9. Philharmonisches Konzert »Tschechisch«

- Bedřich Smetana: „Die verkaufte Braut“ – Ouvertüre
- Antonín Dvořák: Violinkonzert a-Moll op. 53
- Antonín Dvořák: „Die Waldtaube“ op. 110 Sinfonische Dichtung
- Leoš Janáček: „Taras Bulba“ Rhapsodie (1915)

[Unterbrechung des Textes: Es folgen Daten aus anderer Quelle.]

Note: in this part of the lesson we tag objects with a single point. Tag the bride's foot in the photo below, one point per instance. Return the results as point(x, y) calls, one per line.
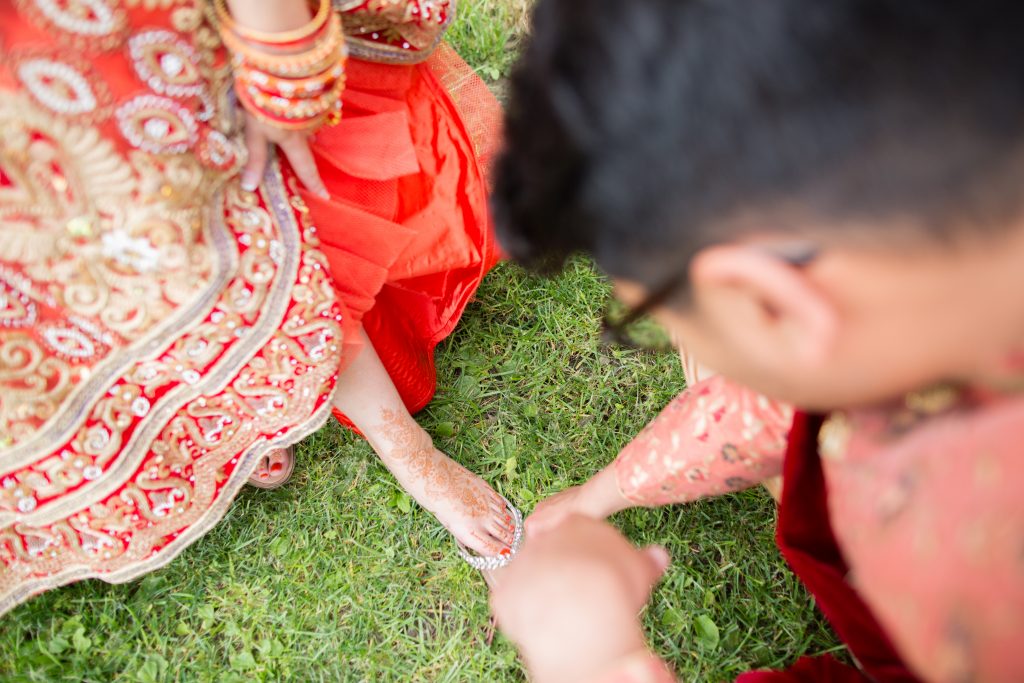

- Arabella Steinbacher, Violine
- Daniel Carter, Dirigent
Bedřich Smetana, Antonín Dvořák und Leoš Janáček sind für die tschechische Nationalmusik, was Mozart, Haydn und Beethoven für die Wiener Klassik sind. Mit ihnen begann eine neue Musiktradition, die mährische und böhmische Volksmusik in das sinfonische Schaffen integrierte. Smetana war es, der die nationale Identität etablierte, Dvořák trug sie in die Welt hinaus und Janáček überführte sie in die Moderne. Einige ihrer größten Erfolge hören Sie bei diesem »tschechischen« Konzertabend. Eröffnet wird er mit einer Perle des Opernrepertoires: der Ouvertüre von Smetanas gefeierter Nationaloper »Die verkaufte Braut«.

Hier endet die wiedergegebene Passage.